Nel maggio 2020 fu coinvolto nel il blitz denominato “Sorella sanità”. “Sorella”, infatti, era il soprannome con cui gli indagati nascondevano l’identità di Fabio Damiani, allora potente manager.
Appalto da 126 milioni
L’indagine del Nucleo di polizia economico-finanziaria, coordinata dalla Procura di Palermo, riguardava quattro gare pubbliche “truccate” tra cui quella vinta da Siram e Sei Energia Scarl: un appalto da 126 milioni per la fornitura dei vettori energetici e la gestione degli impianti tecnologici dell’Asp 6 di Palermo.
De Stasio è l’unico degli imputati ad aver scelto il rito ordinario.

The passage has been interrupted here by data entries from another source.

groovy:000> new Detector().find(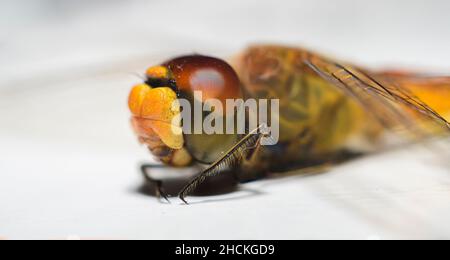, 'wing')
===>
[303,53,450,138]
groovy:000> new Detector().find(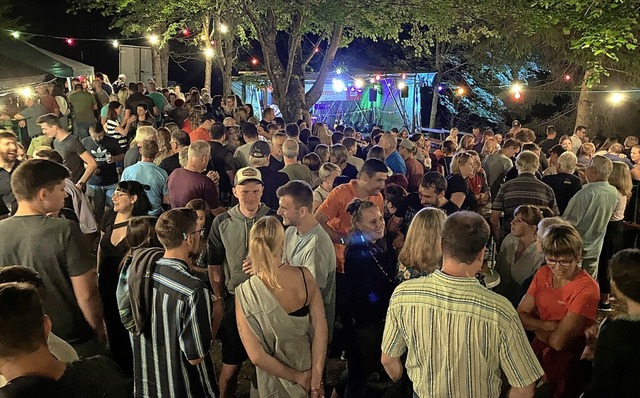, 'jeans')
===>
[73,120,95,141]
[87,184,116,221]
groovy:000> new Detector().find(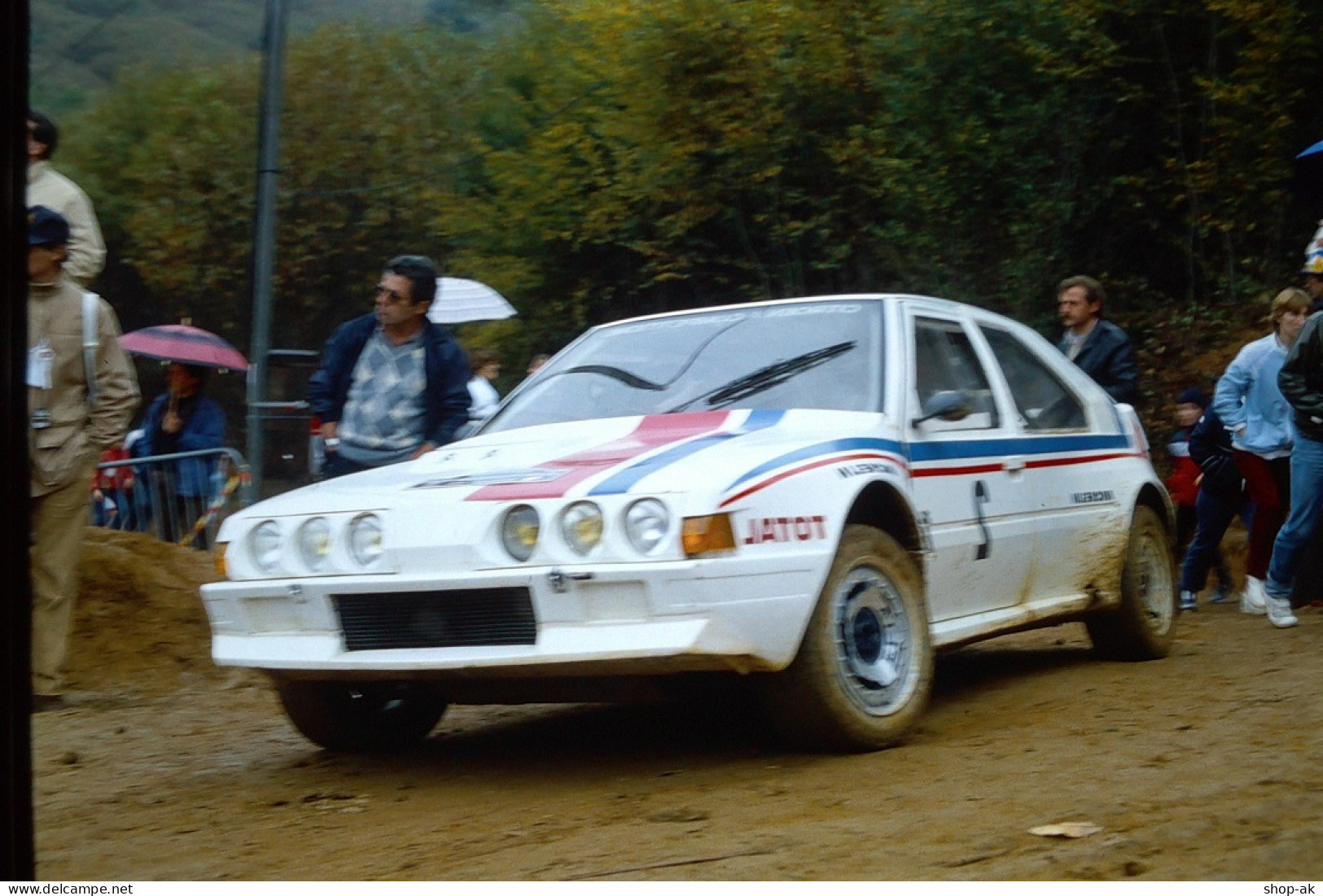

Gli altri protagonisti della vicenda, tra cui Fabio Damiani, ex responsabile della Centrale unica di committenza per gli appalti della Regione, sono stati già condannati in abbreviato anche in appello.
Secondo i giudici Damiani, che ha avuto 6 anni e 6 mesi, allora potente manager, “utilizzava il suo ruolo, la sua funzione per ottenere in cambio utilità economiche e favori politici”.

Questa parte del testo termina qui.